Active-site amino acid residues of human type II inosine 5'-monophosphate dehydrogenase (IMPDH) were investigated using the covalent modification reagents 6-chloroinosine 5'-monophosphate (6-Cl-IMP) and iodoacetamide. IMPDH was incubated with these reagents in the presence and absence of IMP, NAD, and NADH, and the activity of the enzyme for IMP dehydrogenation or 2-Cl-IMP dehalogenation was followed. IMPDH activity was rapidly lost when the enzyme was incubated with the IMP analog, 6-Cl-IMP, or with iodoacetamide. The enzyme was protected against inactivation in the presence of the substrate IMP. It was not protected against inactivation by NAD alone. Saturating concentrations of IMP and NADH reduced the inactivation rate by about the same amount as with IMP alone.

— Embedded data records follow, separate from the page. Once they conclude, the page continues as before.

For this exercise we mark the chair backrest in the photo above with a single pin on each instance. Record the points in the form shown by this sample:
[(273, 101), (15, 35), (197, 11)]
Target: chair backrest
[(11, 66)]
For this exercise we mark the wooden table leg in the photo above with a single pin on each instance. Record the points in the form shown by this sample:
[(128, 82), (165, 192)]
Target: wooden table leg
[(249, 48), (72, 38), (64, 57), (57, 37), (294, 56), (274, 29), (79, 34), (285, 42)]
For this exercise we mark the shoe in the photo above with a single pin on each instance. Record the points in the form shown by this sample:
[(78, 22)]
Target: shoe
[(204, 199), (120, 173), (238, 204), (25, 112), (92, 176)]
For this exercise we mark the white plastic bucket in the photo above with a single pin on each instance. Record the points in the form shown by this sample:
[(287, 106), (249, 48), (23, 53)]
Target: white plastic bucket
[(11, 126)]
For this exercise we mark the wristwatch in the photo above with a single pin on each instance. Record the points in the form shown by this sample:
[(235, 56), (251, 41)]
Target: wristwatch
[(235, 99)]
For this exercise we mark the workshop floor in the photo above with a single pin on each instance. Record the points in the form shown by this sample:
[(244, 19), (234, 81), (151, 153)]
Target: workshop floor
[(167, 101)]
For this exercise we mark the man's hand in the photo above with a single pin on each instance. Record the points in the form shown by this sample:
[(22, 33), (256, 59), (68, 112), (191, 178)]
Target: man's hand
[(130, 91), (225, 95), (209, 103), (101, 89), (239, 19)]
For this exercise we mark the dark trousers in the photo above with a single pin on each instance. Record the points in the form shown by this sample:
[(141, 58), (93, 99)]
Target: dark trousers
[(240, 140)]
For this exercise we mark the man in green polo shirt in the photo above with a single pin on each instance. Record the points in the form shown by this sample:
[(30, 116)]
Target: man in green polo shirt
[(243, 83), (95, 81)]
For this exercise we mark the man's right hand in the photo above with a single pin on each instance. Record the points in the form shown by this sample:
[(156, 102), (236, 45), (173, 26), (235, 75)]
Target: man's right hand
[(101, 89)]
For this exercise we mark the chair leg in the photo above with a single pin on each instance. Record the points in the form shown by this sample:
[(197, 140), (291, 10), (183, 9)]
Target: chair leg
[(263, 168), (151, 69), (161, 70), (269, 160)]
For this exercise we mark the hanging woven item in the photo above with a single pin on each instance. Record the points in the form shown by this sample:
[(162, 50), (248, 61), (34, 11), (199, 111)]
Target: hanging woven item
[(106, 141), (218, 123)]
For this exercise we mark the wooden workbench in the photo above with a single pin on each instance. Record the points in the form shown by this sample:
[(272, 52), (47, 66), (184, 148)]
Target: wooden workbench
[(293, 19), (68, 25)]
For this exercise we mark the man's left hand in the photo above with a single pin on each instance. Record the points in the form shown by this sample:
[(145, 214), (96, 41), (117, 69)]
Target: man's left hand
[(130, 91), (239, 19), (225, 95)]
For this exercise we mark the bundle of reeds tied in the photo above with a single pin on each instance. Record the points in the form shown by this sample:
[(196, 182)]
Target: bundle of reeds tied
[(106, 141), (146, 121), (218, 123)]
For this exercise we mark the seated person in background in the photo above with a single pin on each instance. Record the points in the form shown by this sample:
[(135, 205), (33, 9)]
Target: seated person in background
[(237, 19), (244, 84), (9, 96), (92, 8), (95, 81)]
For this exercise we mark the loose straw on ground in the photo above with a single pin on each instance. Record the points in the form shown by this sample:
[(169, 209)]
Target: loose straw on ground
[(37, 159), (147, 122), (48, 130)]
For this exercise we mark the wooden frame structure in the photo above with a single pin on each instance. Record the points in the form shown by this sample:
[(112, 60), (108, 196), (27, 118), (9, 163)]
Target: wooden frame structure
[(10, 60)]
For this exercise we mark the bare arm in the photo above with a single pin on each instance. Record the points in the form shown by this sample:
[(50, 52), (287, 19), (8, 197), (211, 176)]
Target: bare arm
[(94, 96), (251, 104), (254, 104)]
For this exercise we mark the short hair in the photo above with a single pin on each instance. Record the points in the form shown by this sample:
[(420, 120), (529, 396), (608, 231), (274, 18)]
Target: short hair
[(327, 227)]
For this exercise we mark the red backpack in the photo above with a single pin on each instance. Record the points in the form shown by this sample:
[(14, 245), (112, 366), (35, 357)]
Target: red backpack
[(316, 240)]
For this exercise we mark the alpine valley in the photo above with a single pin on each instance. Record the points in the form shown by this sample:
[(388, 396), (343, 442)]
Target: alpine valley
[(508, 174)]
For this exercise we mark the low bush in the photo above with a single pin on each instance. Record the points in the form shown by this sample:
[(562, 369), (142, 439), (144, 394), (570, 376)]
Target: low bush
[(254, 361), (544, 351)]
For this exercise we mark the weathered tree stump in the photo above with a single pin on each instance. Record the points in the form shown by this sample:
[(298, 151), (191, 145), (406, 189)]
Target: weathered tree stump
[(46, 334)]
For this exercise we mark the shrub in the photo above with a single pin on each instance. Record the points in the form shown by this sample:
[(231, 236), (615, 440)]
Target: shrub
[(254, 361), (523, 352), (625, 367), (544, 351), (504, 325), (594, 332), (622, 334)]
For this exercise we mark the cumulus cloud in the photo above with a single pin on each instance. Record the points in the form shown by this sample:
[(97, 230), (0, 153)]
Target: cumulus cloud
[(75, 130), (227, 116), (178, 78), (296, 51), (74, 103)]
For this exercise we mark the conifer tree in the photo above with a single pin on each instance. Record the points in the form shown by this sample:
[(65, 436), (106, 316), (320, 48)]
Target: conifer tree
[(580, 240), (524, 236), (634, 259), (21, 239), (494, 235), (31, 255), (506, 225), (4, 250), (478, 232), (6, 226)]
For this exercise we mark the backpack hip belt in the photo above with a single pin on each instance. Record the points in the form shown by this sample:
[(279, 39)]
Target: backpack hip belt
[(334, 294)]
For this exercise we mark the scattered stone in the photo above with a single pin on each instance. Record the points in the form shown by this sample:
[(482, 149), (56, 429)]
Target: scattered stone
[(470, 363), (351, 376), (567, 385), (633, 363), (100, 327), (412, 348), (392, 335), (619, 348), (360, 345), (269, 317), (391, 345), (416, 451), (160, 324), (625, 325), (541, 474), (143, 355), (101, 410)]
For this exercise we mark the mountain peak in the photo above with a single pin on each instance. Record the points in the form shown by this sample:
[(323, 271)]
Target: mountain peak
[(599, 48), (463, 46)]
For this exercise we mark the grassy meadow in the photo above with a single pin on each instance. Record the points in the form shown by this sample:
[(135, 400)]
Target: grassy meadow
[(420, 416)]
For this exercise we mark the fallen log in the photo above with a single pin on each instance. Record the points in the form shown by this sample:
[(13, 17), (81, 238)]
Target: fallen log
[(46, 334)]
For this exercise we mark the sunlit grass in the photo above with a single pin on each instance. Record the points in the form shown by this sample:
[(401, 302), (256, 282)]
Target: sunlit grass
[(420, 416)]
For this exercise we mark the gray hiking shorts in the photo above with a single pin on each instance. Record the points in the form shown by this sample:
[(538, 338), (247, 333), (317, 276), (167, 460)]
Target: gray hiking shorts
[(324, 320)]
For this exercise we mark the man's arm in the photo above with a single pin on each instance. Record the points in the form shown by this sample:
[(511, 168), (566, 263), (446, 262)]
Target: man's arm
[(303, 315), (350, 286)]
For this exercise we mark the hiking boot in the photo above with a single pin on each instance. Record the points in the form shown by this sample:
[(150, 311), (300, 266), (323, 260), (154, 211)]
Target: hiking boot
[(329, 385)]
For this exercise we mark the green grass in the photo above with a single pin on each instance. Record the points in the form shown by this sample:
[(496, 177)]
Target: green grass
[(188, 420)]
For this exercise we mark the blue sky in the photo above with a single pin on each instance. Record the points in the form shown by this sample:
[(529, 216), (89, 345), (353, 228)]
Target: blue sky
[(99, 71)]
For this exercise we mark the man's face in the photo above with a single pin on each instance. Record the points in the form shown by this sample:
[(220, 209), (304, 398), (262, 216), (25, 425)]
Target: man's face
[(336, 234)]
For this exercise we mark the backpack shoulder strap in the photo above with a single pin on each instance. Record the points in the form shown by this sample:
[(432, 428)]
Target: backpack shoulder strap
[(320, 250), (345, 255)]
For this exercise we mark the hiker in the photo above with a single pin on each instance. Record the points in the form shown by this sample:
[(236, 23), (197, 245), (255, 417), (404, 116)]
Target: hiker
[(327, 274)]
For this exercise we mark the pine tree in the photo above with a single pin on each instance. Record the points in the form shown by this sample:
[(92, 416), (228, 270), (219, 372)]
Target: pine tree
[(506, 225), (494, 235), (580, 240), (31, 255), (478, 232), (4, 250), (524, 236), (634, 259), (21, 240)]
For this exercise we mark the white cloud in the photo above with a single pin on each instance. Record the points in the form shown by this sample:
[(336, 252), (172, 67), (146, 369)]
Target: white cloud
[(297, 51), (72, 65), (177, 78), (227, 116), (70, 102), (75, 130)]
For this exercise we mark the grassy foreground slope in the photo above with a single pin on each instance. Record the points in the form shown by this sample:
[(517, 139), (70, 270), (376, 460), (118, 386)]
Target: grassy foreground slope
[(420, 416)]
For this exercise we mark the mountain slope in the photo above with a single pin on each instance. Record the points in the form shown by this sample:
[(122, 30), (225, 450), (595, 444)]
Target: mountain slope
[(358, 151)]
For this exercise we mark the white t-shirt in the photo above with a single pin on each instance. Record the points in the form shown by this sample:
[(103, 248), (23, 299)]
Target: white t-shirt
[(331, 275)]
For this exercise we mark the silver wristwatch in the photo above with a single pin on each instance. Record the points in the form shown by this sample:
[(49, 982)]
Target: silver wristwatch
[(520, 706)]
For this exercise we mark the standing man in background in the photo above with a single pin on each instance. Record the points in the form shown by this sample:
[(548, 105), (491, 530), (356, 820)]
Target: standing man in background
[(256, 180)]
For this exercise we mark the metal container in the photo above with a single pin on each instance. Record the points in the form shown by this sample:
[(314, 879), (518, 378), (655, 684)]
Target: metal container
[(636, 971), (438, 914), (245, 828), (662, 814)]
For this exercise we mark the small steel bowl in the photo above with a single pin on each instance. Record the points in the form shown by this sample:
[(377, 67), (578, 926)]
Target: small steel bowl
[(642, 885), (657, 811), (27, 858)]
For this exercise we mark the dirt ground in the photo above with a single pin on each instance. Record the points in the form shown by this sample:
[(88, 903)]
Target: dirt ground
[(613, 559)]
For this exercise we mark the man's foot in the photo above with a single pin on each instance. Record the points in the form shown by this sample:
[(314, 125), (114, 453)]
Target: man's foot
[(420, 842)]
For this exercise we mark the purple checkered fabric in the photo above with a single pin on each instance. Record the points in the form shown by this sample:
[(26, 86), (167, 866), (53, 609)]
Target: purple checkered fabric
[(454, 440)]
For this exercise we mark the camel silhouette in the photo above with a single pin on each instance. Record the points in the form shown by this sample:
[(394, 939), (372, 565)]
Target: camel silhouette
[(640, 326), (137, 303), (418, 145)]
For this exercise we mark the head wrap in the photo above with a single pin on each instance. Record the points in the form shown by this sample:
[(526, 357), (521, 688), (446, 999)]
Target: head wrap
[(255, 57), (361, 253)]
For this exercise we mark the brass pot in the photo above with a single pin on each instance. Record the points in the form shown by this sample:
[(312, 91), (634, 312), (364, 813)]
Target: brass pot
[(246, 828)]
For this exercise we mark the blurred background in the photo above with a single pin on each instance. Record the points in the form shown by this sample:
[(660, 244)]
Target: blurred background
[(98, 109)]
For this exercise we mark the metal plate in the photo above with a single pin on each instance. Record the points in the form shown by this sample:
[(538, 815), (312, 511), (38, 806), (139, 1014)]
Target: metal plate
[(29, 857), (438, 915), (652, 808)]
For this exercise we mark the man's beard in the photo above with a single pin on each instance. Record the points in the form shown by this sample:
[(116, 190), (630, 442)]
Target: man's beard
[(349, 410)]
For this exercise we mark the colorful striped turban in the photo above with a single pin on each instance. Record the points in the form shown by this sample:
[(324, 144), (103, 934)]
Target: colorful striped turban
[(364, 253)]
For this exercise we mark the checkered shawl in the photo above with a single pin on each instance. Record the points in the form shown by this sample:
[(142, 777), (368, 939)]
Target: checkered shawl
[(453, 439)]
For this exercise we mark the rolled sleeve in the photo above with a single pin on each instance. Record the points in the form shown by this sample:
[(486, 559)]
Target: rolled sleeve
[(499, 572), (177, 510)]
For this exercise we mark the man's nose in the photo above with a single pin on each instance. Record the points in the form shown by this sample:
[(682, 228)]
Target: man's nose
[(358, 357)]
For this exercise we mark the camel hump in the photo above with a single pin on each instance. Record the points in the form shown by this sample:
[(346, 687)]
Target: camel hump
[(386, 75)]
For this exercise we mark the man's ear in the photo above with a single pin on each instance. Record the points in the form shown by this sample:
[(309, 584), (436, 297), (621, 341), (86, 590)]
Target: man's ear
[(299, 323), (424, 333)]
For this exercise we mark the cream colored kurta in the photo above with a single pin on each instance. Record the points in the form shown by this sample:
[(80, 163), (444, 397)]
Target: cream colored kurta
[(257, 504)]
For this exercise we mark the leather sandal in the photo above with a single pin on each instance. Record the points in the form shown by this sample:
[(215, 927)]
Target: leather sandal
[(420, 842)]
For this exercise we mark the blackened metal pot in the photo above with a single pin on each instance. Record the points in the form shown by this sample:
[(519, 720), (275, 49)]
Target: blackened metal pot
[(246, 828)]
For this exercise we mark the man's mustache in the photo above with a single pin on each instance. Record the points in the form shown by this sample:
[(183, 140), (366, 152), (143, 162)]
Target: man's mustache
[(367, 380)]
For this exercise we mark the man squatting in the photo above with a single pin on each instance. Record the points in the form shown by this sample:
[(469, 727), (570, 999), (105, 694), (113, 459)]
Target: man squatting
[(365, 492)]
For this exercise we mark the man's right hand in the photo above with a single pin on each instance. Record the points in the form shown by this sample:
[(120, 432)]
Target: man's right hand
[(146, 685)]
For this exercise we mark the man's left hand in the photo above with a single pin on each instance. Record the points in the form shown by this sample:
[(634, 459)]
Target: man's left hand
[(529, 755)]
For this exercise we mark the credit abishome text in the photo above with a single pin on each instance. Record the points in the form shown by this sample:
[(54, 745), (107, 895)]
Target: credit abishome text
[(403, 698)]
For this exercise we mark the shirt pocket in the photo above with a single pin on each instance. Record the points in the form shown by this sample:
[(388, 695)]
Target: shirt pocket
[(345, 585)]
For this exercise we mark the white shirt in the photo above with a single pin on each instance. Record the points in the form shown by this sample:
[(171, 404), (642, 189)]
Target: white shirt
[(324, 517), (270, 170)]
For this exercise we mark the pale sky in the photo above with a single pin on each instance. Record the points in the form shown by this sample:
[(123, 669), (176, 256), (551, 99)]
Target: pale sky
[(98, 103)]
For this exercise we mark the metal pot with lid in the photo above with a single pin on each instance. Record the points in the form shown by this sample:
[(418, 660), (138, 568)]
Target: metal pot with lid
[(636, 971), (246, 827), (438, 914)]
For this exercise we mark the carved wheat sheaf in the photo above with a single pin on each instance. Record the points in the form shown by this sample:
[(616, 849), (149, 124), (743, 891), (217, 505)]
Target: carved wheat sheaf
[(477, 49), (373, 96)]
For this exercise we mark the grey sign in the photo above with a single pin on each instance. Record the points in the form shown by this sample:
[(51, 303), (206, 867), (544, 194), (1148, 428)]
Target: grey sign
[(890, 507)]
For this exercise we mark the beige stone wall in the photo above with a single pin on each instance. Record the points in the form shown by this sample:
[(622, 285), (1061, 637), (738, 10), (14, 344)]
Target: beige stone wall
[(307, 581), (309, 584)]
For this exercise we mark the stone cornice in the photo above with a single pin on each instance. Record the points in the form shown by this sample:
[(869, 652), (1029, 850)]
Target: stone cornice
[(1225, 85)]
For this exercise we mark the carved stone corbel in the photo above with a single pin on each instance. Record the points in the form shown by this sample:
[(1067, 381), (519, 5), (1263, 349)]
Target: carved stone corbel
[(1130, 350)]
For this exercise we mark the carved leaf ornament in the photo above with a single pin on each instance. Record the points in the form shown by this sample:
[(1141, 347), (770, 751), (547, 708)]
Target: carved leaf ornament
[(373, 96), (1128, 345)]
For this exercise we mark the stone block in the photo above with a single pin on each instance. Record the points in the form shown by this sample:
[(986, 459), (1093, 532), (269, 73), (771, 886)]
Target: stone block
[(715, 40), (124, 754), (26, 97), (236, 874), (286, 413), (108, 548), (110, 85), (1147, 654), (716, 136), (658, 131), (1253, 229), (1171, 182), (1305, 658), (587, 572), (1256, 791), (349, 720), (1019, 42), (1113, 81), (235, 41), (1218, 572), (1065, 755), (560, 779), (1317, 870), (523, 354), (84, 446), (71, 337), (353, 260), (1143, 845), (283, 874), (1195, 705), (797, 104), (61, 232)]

IMPDH samples labeled with 6-Cl-IMP and an unlabeled control were alkylated with iodoacetamide, digested with trypsin, and analyzed by HPLC-mass spectrometry (HPLC-MS). All eight cysteines of human type II IMPDH were found to exist as free sulfhydryls on the active, unlabeled form of the enzyme. At an enzyme/inactivator ratio of 1:4, only one cysteine residue, Cys-331, was found to be covalently modified by 6-Cl-IMP. From the results of the substrate protection experiments and HPLC-MS data, it is concluded that 6-Cl-IMP binds in the IMP binding site of IMPDH and reacts covalently with Cys-331 to form a purine riboside 5'-monophosphate-enzyme adduct.